しかし、量子力学的に見ればそれは可能なこと、むしろ既に起きていることなのかもしれません。現在が過去を決定するという仮説を示す思考実験『ホイーラーの遅延選択実験』が実際の実験によって証明されました。

現在が過去を決定すると言われても、どういうことなのか理解が追いつきません。実験の内容はひとまず置いておいて、結果だけを見てみましょう。大体、このような具合になっています。

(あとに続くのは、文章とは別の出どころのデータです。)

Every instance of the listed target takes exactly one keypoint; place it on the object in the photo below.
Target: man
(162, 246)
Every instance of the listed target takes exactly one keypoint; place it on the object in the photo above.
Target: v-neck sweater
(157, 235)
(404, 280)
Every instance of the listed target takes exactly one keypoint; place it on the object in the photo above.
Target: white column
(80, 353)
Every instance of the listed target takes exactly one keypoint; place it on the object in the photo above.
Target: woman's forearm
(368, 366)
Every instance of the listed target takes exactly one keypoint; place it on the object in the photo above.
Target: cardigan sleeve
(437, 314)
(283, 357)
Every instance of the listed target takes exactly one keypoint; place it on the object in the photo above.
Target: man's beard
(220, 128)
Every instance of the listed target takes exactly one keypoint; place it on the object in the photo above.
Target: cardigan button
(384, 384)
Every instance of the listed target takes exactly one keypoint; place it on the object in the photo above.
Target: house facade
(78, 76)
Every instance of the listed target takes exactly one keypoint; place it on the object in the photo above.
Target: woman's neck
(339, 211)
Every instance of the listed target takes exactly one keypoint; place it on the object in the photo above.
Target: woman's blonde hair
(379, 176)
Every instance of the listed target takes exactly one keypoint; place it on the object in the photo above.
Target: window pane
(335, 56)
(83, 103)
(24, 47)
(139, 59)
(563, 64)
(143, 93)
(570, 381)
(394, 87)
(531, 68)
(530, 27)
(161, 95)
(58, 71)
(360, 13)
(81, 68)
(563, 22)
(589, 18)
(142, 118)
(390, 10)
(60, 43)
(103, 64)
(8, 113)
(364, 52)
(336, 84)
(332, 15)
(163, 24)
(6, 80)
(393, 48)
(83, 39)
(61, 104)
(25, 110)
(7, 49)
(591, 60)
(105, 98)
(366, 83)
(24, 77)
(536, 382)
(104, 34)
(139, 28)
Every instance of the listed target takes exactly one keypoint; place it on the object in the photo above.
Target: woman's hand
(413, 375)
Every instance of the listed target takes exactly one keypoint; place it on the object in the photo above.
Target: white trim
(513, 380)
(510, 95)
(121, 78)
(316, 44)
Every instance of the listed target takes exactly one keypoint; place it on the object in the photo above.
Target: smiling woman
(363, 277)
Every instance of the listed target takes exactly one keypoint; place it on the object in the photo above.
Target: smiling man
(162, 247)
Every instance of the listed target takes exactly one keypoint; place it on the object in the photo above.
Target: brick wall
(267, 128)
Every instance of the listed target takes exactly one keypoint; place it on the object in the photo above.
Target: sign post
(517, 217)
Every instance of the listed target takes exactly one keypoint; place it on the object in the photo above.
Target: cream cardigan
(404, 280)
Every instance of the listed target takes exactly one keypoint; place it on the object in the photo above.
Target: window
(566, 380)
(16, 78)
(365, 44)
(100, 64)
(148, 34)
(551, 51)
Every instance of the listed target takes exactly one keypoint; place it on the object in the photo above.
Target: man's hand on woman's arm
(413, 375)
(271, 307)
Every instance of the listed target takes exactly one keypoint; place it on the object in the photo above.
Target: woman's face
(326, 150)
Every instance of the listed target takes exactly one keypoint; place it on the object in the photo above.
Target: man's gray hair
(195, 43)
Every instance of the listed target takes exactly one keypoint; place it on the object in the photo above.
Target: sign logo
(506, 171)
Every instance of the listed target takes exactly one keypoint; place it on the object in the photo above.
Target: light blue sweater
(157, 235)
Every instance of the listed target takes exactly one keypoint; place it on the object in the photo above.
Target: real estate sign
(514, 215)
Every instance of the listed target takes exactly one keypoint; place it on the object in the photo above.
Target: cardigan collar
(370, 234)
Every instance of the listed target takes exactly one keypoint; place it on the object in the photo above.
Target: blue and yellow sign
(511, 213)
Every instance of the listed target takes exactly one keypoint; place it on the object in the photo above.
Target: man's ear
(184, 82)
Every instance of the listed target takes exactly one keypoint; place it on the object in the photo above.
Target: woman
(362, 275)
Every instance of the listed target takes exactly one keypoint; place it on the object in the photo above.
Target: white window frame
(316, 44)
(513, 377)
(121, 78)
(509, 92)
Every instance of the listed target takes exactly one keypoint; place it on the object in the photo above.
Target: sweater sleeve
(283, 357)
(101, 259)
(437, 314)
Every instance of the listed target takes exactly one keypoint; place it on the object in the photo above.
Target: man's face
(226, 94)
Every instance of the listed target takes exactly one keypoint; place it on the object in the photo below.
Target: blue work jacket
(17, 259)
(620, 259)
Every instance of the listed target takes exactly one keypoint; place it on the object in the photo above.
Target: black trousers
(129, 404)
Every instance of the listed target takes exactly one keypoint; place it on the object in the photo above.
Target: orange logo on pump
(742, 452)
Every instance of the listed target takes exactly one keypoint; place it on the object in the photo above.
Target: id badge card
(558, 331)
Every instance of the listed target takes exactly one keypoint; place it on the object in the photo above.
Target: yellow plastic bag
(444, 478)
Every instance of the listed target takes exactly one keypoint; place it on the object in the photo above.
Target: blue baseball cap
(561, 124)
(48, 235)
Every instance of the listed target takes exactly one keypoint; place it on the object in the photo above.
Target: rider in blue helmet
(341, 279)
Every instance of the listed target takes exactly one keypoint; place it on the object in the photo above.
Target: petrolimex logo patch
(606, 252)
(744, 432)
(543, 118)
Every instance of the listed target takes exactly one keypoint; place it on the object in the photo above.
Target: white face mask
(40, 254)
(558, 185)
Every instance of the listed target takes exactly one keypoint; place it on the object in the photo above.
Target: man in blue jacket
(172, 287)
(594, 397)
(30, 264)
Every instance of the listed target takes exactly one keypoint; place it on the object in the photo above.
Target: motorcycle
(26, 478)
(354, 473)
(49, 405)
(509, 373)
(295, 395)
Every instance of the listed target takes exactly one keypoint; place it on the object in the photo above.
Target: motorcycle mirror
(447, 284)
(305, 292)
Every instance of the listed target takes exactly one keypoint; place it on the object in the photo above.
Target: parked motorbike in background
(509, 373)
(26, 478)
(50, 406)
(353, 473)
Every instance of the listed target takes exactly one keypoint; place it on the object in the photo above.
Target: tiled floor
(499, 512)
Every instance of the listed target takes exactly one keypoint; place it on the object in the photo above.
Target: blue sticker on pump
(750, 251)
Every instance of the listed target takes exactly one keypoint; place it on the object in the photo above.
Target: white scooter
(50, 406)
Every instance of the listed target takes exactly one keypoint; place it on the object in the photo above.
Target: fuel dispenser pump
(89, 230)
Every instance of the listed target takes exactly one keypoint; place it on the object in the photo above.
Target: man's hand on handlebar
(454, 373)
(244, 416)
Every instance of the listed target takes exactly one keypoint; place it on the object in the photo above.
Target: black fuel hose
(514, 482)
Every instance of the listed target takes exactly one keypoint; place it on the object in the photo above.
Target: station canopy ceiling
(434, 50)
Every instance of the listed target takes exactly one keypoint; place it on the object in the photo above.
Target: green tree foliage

・ヘリウム原子を一個放出し、その途中で観測方法を切り替えることによってヘリウム原子が粒子としての性質を示すか波としての性質を示すかを選択することができた。

……。

結果だけを見ても何がどうなっているのかさっぱりわかりません。もう少し詳しく実験の内容と実験者の意図を踏まえつつ結果を示すと、

『観測方法AとBがある。観測方法Aを使うとヘリウム原子は波になる。観測方法Bを使うとヘリウム原子は粒子になる。よってヘリウム原子は観測方法によって波になるか粒子になるかを変えている。ならば観測方法Aを使ってヘリウム原子が波になっている途中に観測方法Bに切り替えてみたらどうなるだろう。結果、ヘリウム原子は観測方法Bと同じく粒子になった。最初は波だったのに途中で粒子に変わるということは実験の内容から考えてありえない。ヘリウム原子は最初から粒子だったはずだ。だが本来なら最初は観測方法Aだったから波だったはずだ。これでは辻褄が合わない。だが現在が過去に因果的に干渉していると考えると全てが丸く収まる

となるわけなのですが、やっぱり何を言っているのかはよくわかりません。どうやらもう少しこの実験について詳しく調べてみる必要があるようです。

ヘリウム原子は波か粒子か

ではまず、『ヘリウム原子は観測方法によって波になるか粒子になるかを変えている』ということから考えてみるべきでしょう。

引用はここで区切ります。